Some experts have called the effort to raise the drinking age to 21 the most successful anti-drinking effort of the past several decades. As The Associated Press report shows, teen drinking declined by 13 percent in the years after all states had complied. During the first 10 years, the number of alcohol-related traffic deaths among people aged 15-20 decreased by nearly a half.
Another argument for lowering the drinking age goes like this: Kids naturally want to rebel. If they could legally consume alcohol, they wouldn't be so tempted by it.
This simplistic reasoning is flawed on many levels. No responsible person would think of applying it to the use of illegal drunks or any other temptation of youth. More to the point, however, it rests on a faulty premise.
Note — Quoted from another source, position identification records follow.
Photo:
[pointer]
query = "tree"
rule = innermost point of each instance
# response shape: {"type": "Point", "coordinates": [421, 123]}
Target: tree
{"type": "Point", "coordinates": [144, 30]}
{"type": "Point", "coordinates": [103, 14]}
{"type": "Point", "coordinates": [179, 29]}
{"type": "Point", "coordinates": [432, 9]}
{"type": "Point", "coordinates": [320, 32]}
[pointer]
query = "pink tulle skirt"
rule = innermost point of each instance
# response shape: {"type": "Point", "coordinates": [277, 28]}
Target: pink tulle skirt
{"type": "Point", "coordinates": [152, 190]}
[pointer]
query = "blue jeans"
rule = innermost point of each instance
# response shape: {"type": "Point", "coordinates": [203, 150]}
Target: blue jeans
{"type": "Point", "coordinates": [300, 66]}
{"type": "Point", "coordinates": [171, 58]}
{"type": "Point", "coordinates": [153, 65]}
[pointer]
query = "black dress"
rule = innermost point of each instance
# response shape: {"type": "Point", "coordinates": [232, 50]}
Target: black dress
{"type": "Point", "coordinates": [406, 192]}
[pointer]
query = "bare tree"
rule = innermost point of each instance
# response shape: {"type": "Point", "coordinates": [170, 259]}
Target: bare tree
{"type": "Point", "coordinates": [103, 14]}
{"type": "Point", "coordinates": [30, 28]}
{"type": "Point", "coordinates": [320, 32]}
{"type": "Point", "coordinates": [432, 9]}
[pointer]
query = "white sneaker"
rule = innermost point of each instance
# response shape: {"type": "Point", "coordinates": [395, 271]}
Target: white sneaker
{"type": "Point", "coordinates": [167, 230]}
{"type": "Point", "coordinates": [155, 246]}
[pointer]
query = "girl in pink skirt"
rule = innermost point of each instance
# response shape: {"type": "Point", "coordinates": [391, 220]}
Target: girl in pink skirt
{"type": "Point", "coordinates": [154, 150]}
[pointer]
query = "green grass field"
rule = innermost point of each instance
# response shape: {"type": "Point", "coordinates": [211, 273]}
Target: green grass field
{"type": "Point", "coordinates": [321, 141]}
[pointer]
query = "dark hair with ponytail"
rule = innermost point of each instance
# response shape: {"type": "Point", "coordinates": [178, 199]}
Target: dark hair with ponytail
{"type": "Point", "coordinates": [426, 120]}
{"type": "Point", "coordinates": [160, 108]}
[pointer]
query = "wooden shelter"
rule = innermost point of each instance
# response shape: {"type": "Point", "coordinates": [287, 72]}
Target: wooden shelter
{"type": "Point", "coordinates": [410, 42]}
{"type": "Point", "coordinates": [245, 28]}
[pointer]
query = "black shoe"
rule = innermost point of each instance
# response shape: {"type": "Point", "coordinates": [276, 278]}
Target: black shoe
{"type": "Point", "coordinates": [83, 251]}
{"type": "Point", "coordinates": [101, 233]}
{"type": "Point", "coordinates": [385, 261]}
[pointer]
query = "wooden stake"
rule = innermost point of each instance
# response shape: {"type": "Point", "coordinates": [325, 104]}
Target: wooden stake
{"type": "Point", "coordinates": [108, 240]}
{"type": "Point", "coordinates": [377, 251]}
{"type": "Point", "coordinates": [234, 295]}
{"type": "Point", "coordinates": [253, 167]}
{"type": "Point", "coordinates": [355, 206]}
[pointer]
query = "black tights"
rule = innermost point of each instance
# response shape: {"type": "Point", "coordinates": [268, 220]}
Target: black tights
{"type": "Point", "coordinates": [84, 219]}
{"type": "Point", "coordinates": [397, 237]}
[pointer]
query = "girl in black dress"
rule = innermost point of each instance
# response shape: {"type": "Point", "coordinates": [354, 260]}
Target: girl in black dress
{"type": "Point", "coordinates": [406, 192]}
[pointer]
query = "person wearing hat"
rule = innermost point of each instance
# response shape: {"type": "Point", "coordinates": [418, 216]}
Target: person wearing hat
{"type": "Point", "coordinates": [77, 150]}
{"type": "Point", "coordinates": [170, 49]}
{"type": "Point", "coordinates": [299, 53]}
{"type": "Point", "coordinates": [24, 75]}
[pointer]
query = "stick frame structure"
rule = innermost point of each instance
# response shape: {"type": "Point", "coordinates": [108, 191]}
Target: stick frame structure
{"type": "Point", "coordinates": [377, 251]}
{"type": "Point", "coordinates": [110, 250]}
Teenagers do not always rebel against what they have been taught at home.
Two years ago, the National Center on Addiction and Substance Abuse at Columbia University published a study that equated the number of meals parents and children have together with rates of drug, alcohol and tobacco use. The greater the number of meals, the less the abuse. Parents use meals as times to teach and discuss important issues.
The Partnership for a Drug Free America has made similar findings. It found that teens who receive strong anti-drug messages at home are 42 percent less likely to use drugs than those whose parents ignored the issue.
The rise in teen alcohol consumption has nothing to do with the law. It has everything to do with families and parental involvement and with a culture that through movies, advertisements and other means has made drinking seem glamorous and even mandatory.